Matthias; Sorry about the issue and thank you for the digging into this. Unfortunately GATK3 won't work with CWL and we didn't plan on supporting this. The trickier installation process because of it being non-free is harder to make happen in the CWL environment where you have to pre-define and bring everything into the environment, so we ended up not working on it in favor of supporting the newer and freely available GATK4 we could develop around. I would stick with standard bcbio if you want to run GATK3 analyses rather than try to work through this.

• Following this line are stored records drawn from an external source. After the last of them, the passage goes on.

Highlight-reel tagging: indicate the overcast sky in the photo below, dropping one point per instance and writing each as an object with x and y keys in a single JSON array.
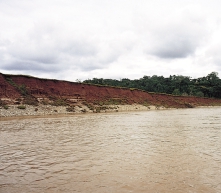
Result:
[{"x": 83, "y": 39}]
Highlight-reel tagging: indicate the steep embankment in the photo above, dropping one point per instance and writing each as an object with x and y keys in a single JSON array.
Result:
[{"x": 20, "y": 90}]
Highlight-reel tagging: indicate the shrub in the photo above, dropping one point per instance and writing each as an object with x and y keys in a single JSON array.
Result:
[
  {"x": 21, "y": 107},
  {"x": 70, "y": 109}
]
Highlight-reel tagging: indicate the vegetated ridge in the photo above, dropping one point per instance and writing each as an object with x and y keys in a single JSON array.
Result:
[{"x": 21, "y": 90}]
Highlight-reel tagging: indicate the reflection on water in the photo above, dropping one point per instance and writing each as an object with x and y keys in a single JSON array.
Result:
[{"x": 156, "y": 151}]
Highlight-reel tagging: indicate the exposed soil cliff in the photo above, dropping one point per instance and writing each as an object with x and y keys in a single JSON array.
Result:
[{"x": 20, "y": 89}]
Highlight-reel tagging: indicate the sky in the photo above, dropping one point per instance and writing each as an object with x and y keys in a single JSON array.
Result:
[{"x": 84, "y": 39}]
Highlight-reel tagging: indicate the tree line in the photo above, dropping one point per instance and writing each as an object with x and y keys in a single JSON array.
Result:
[{"x": 208, "y": 86}]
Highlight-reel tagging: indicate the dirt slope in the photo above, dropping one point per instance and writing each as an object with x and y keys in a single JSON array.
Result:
[{"x": 16, "y": 89}]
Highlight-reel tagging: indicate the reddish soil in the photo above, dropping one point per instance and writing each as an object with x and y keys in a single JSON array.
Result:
[{"x": 71, "y": 91}]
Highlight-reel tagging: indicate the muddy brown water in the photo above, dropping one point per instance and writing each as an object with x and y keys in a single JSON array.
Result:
[{"x": 167, "y": 151}]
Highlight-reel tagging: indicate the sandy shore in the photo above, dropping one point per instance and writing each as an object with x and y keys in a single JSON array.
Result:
[{"x": 42, "y": 110}]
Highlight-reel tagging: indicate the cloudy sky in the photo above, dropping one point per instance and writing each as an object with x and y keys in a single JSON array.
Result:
[{"x": 83, "y": 39}]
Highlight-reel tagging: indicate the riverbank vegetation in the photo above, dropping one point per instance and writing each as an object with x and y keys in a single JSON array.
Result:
[{"x": 208, "y": 86}]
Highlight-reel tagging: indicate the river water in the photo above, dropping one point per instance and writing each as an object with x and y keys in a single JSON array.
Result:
[{"x": 167, "y": 151}]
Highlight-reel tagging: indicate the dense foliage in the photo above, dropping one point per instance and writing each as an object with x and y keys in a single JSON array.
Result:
[{"x": 209, "y": 86}]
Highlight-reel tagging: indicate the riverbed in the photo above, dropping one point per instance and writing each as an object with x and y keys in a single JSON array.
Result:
[{"x": 149, "y": 151}]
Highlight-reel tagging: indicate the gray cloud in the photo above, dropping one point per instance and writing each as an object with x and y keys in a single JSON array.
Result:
[
  {"x": 179, "y": 37},
  {"x": 109, "y": 39}
]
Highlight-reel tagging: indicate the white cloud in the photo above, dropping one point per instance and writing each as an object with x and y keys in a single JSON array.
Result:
[{"x": 110, "y": 39}]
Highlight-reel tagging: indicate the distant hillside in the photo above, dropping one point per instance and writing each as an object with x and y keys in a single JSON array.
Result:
[
  {"x": 20, "y": 89},
  {"x": 209, "y": 86}
]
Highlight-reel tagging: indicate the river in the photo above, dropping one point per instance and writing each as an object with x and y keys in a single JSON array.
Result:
[{"x": 168, "y": 151}]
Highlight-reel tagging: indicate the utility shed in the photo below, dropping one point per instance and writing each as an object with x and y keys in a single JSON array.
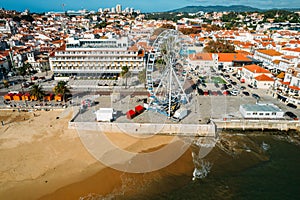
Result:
[
  {"x": 105, "y": 115},
  {"x": 261, "y": 110}
]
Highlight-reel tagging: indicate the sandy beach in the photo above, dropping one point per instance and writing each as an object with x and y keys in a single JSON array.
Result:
[{"x": 41, "y": 158}]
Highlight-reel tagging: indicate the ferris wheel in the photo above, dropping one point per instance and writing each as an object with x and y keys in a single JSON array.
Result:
[{"x": 165, "y": 73}]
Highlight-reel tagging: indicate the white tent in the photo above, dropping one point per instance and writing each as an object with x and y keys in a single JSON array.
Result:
[{"x": 105, "y": 114}]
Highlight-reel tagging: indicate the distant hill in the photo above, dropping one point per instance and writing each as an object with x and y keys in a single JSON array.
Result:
[{"x": 233, "y": 8}]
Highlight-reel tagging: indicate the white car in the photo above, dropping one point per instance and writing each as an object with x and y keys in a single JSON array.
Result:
[{"x": 234, "y": 92}]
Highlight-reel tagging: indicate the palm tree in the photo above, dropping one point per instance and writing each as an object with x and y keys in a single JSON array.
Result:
[
  {"x": 37, "y": 91},
  {"x": 61, "y": 89},
  {"x": 142, "y": 76},
  {"x": 125, "y": 73}
]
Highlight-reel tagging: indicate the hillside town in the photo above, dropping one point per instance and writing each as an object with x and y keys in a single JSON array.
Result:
[{"x": 102, "y": 46}]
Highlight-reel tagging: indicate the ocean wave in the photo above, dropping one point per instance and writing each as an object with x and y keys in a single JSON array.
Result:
[{"x": 202, "y": 167}]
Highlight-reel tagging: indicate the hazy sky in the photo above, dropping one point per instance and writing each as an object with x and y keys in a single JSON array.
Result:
[{"x": 143, "y": 5}]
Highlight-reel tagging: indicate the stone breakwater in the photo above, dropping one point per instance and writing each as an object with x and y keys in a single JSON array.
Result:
[{"x": 250, "y": 124}]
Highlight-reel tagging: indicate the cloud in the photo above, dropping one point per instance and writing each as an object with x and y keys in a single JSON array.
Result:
[{"x": 253, "y": 3}]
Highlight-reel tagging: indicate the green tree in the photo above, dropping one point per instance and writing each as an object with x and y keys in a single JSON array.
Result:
[
  {"x": 61, "y": 89},
  {"x": 219, "y": 46},
  {"x": 168, "y": 26},
  {"x": 142, "y": 76},
  {"x": 37, "y": 91},
  {"x": 125, "y": 73}
]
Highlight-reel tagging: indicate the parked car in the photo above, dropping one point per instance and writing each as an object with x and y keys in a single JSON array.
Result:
[
  {"x": 200, "y": 91},
  {"x": 234, "y": 92},
  {"x": 291, "y": 115},
  {"x": 256, "y": 96},
  {"x": 291, "y": 105},
  {"x": 226, "y": 93}
]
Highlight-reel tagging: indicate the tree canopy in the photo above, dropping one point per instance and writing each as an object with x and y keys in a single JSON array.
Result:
[{"x": 219, "y": 46}]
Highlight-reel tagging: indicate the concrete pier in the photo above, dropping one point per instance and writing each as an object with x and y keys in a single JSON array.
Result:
[{"x": 195, "y": 130}]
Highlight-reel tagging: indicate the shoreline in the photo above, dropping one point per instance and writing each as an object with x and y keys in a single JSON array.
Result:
[{"x": 40, "y": 156}]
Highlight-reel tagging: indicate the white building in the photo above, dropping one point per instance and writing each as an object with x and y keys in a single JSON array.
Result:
[
  {"x": 95, "y": 57},
  {"x": 267, "y": 55},
  {"x": 257, "y": 76},
  {"x": 261, "y": 111},
  {"x": 118, "y": 8},
  {"x": 105, "y": 115},
  {"x": 200, "y": 60}
]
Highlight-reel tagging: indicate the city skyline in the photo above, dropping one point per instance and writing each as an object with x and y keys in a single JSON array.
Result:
[{"x": 144, "y": 6}]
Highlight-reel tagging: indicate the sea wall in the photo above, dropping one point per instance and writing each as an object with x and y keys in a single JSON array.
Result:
[
  {"x": 200, "y": 130},
  {"x": 248, "y": 124}
]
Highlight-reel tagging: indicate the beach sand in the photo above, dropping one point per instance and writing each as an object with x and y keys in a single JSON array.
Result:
[{"x": 41, "y": 158}]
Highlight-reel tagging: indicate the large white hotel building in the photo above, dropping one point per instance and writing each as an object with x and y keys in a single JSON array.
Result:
[{"x": 96, "y": 57}]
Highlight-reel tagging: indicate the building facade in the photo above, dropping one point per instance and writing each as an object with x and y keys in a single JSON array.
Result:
[
  {"x": 261, "y": 111},
  {"x": 96, "y": 57}
]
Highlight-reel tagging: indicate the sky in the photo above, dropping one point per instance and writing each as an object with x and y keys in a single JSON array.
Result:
[{"x": 143, "y": 5}]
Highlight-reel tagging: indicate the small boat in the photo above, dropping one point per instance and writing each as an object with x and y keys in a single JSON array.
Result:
[{"x": 265, "y": 146}]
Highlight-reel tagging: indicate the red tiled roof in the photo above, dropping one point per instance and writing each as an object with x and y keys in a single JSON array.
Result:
[
  {"x": 200, "y": 56},
  {"x": 256, "y": 69},
  {"x": 264, "y": 77},
  {"x": 285, "y": 83},
  {"x": 294, "y": 87},
  {"x": 229, "y": 57},
  {"x": 270, "y": 52}
]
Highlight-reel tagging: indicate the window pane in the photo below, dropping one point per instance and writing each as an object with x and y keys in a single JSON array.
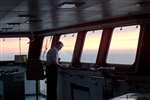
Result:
[
  {"x": 91, "y": 46},
  {"x": 13, "y": 46},
  {"x": 123, "y": 45},
  {"x": 69, "y": 42},
  {"x": 45, "y": 47}
]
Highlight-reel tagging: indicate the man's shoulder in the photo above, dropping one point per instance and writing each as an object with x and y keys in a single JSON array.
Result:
[{"x": 52, "y": 50}]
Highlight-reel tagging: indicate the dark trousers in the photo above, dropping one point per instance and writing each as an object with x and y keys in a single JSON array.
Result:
[{"x": 51, "y": 73}]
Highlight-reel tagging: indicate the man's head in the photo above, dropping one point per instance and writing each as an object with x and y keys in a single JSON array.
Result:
[{"x": 59, "y": 45}]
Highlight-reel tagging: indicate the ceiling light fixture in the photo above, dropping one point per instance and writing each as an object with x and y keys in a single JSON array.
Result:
[{"x": 70, "y": 4}]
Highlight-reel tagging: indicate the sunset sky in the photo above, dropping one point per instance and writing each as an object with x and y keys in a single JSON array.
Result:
[{"x": 125, "y": 39}]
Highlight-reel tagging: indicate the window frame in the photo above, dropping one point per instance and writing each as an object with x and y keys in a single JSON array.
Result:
[{"x": 125, "y": 66}]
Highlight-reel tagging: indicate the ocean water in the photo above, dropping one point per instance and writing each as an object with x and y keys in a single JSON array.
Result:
[{"x": 113, "y": 57}]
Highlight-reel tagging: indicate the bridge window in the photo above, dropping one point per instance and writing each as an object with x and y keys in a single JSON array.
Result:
[
  {"x": 91, "y": 46},
  {"x": 45, "y": 47},
  {"x": 9, "y": 47},
  {"x": 123, "y": 45},
  {"x": 69, "y": 43}
]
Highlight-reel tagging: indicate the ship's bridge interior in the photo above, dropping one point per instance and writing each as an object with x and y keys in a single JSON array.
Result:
[{"x": 106, "y": 53}]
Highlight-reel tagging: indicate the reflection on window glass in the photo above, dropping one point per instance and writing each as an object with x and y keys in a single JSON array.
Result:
[
  {"x": 123, "y": 45},
  {"x": 67, "y": 51},
  {"x": 9, "y": 47},
  {"x": 45, "y": 47},
  {"x": 91, "y": 46}
]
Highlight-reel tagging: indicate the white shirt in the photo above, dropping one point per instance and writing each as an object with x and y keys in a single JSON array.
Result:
[{"x": 52, "y": 56}]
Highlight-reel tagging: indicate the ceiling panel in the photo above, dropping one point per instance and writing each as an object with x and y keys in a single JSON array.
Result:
[{"x": 37, "y": 15}]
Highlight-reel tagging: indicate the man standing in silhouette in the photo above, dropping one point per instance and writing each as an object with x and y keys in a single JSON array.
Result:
[{"x": 51, "y": 70}]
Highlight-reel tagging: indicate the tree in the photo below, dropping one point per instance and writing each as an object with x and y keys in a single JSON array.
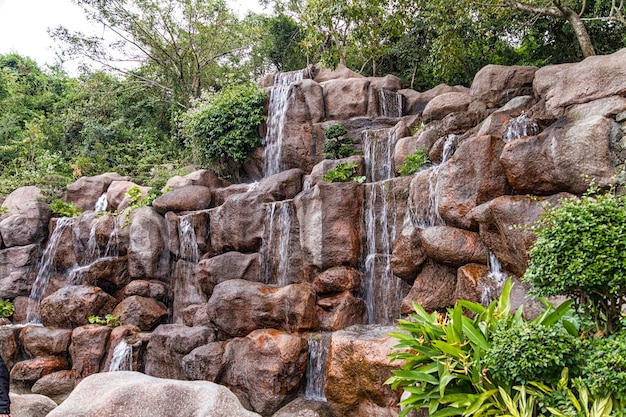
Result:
[{"x": 184, "y": 43}]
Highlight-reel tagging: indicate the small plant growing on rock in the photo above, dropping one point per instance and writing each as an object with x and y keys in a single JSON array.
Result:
[
  {"x": 109, "y": 320},
  {"x": 63, "y": 209},
  {"x": 344, "y": 172},
  {"x": 338, "y": 145},
  {"x": 6, "y": 308},
  {"x": 414, "y": 162}
]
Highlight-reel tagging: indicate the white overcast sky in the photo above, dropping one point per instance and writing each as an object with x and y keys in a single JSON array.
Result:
[{"x": 24, "y": 24}]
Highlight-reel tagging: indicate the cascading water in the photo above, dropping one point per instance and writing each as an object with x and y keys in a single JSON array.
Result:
[
  {"x": 390, "y": 103},
  {"x": 319, "y": 346},
  {"x": 496, "y": 278},
  {"x": 276, "y": 116},
  {"x": 45, "y": 270},
  {"x": 382, "y": 291},
  {"x": 187, "y": 289},
  {"x": 122, "y": 359},
  {"x": 519, "y": 127},
  {"x": 275, "y": 246}
]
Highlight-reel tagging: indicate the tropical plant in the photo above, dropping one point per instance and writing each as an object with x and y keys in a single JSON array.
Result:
[
  {"x": 344, "y": 172},
  {"x": 6, "y": 308},
  {"x": 580, "y": 252},
  {"x": 63, "y": 209},
  {"x": 338, "y": 145},
  {"x": 414, "y": 162}
]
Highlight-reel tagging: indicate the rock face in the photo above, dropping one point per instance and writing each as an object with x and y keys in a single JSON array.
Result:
[
  {"x": 136, "y": 394},
  {"x": 283, "y": 286}
]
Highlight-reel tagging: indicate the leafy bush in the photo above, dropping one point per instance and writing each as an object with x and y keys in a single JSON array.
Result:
[
  {"x": 109, "y": 320},
  {"x": 338, "y": 145},
  {"x": 344, "y": 172},
  {"x": 63, "y": 209},
  {"x": 223, "y": 127},
  {"x": 6, "y": 308},
  {"x": 580, "y": 252},
  {"x": 528, "y": 352},
  {"x": 414, "y": 162}
]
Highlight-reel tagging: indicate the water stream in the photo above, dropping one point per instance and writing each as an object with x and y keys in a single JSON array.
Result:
[{"x": 276, "y": 115}]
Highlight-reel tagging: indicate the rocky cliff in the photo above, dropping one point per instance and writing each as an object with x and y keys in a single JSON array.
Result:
[{"x": 289, "y": 286}]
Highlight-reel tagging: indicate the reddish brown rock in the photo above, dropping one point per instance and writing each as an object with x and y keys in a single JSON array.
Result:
[
  {"x": 330, "y": 216},
  {"x": 189, "y": 198},
  {"x": 291, "y": 308},
  {"x": 452, "y": 246},
  {"x": 31, "y": 370},
  {"x": 169, "y": 343},
  {"x": 57, "y": 385},
  {"x": 43, "y": 341},
  {"x": 444, "y": 104},
  {"x": 504, "y": 226},
  {"x": 433, "y": 289},
  {"x": 408, "y": 255},
  {"x": 88, "y": 349},
  {"x": 148, "y": 257},
  {"x": 142, "y": 312},
  {"x": 340, "y": 311},
  {"x": 265, "y": 368},
  {"x": 237, "y": 225},
  {"x": 85, "y": 191},
  {"x": 564, "y": 86},
  {"x": 358, "y": 366},
  {"x": 230, "y": 265},
  {"x": 471, "y": 177},
  {"x": 337, "y": 279},
  {"x": 17, "y": 266},
  {"x": 562, "y": 158},
  {"x": 495, "y": 85},
  {"x": 71, "y": 306}
]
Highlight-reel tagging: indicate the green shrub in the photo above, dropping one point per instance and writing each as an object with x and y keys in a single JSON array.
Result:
[
  {"x": 580, "y": 252},
  {"x": 63, "y": 209},
  {"x": 338, "y": 145},
  {"x": 528, "y": 352},
  {"x": 223, "y": 127},
  {"x": 6, "y": 308},
  {"x": 344, "y": 172},
  {"x": 414, "y": 162}
]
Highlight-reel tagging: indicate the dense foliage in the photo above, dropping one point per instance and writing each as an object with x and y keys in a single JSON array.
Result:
[{"x": 580, "y": 252}]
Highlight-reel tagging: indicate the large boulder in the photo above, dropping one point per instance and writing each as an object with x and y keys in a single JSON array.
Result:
[
  {"x": 237, "y": 225},
  {"x": 72, "y": 305},
  {"x": 169, "y": 343},
  {"x": 290, "y": 308},
  {"x": 335, "y": 207},
  {"x": 565, "y": 157},
  {"x": 495, "y": 85},
  {"x": 135, "y": 394},
  {"x": 189, "y": 198},
  {"x": 148, "y": 256},
  {"x": 86, "y": 191},
  {"x": 265, "y": 368},
  {"x": 358, "y": 366},
  {"x": 565, "y": 85}
]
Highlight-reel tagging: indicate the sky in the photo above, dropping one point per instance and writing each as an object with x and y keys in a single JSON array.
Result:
[{"x": 24, "y": 24}]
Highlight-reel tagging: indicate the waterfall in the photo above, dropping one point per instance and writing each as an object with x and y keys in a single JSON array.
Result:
[
  {"x": 275, "y": 246},
  {"x": 519, "y": 127},
  {"x": 45, "y": 270},
  {"x": 319, "y": 346},
  {"x": 101, "y": 204},
  {"x": 390, "y": 103},
  {"x": 276, "y": 116},
  {"x": 187, "y": 289},
  {"x": 122, "y": 359},
  {"x": 382, "y": 291},
  {"x": 496, "y": 278}
]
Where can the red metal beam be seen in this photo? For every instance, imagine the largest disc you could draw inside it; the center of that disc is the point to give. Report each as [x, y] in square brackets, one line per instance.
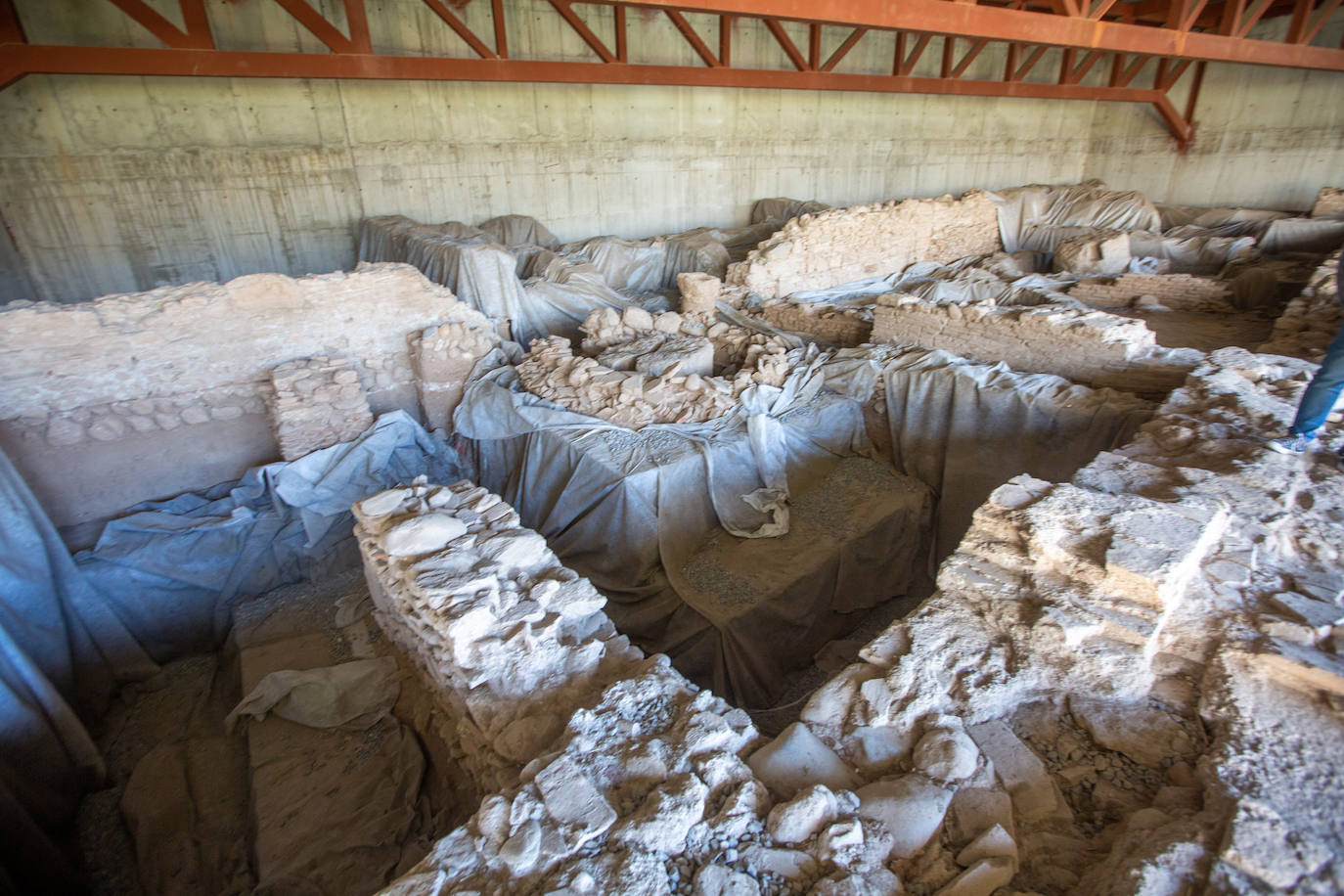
[584, 31]
[693, 38]
[843, 49]
[786, 45]
[194, 17]
[54, 60]
[460, 27]
[11, 31]
[500, 29]
[1020, 25]
[320, 28]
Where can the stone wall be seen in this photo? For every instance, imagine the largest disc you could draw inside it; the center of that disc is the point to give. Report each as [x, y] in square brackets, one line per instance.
[511, 643]
[316, 403]
[1095, 701]
[1092, 348]
[1329, 203]
[1311, 320]
[819, 320]
[139, 396]
[1178, 291]
[845, 245]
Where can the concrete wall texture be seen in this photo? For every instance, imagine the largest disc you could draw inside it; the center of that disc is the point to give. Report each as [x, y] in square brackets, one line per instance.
[115, 183]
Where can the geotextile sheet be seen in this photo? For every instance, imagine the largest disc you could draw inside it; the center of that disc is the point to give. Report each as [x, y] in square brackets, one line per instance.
[631, 508]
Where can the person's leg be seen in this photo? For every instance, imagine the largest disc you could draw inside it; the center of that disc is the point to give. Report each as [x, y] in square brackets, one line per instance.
[1322, 391]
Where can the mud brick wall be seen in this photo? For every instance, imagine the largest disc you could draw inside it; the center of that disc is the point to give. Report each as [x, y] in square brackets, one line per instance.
[139, 396]
[844, 245]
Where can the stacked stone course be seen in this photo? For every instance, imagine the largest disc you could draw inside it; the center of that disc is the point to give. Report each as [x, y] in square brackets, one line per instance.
[1093, 348]
[1178, 291]
[845, 245]
[511, 641]
[189, 355]
[316, 402]
[820, 321]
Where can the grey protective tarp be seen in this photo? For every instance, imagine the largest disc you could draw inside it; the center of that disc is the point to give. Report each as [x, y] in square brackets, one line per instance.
[781, 208]
[520, 230]
[1191, 250]
[650, 265]
[1038, 218]
[963, 427]
[169, 569]
[629, 508]
[564, 291]
[158, 583]
[485, 274]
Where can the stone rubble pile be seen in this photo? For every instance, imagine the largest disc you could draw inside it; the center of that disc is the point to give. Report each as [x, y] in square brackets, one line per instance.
[1309, 321]
[444, 357]
[1109, 692]
[1093, 348]
[625, 398]
[653, 368]
[1176, 291]
[820, 321]
[510, 640]
[845, 245]
[737, 349]
[315, 403]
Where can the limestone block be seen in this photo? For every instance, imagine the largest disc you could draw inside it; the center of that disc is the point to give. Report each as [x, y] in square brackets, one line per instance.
[442, 359]
[910, 806]
[981, 878]
[945, 755]
[694, 356]
[1034, 794]
[571, 798]
[797, 759]
[1329, 203]
[1145, 735]
[699, 291]
[312, 410]
[800, 819]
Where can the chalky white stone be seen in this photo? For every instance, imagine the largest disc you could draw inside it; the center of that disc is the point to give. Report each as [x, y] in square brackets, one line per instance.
[423, 535]
[796, 759]
[383, 503]
[804, 816]
[945, 755]
[910, 806]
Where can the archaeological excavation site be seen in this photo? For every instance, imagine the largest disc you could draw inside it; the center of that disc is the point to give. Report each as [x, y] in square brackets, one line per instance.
[652, 448]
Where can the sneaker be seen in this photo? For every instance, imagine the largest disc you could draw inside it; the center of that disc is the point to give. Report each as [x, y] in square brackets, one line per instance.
[1290, 443]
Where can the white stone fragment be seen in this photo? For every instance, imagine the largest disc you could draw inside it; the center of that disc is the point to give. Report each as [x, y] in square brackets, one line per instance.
[992, 844]
[1019, 769]
[796, 759]
[423, 535]
[910, 806]
[980, 878]
[945, 755]
[571, 798]
[717, 880]
[383, 503]
[802, 817]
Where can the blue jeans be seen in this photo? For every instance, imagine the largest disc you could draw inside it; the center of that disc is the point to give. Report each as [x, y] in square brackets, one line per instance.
[1322, 392]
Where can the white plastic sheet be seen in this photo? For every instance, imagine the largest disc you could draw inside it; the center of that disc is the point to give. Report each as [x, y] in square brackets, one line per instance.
[158, 583]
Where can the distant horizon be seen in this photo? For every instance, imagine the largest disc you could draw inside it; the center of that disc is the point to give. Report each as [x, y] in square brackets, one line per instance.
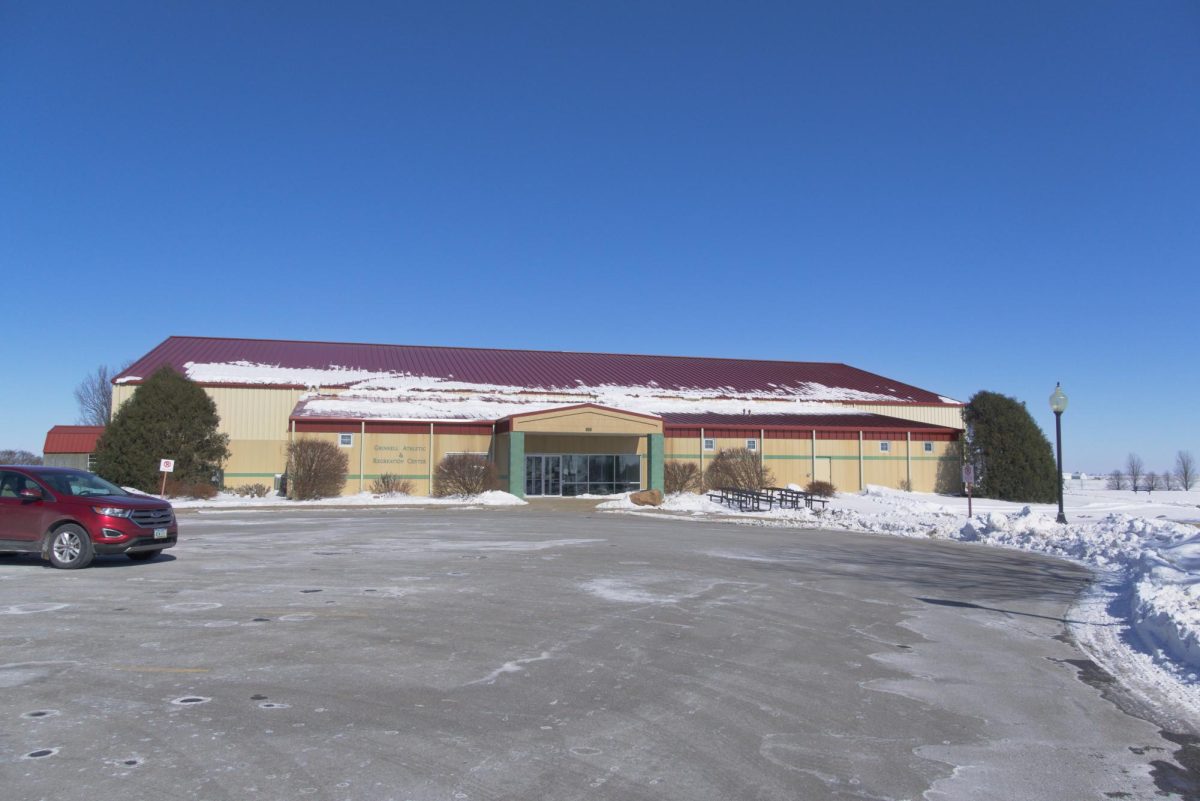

Practically, I'm not really able to devote much time to CWL development right now and I don't think it's prioritized in Rory, Sergey and Ilya's plans. Happy to help try to sort out issues but we probably won't be rolling out any significant new features. Sorry to not have as much time to work on this now.

matthdsm commented 4 years ago

Hi Brad,

Thanks for the reply! How would you feel about using the existing logic for GATK3 in the CWL implementation? We could add a disclaimer that it won't work in docker, but for local installs it should be good to go no? What do you suppose it would take to get this done? I'm not really sure about how much work this would be, but I'd be interested in devoting some time to this issue.

Cheers M

naumenko-sa commented 4 years ago

@matthdsm we would much appreciate if you put some effort in CWL, gatk3 seems not to be the best target, see CWL issues referenced in the priority list.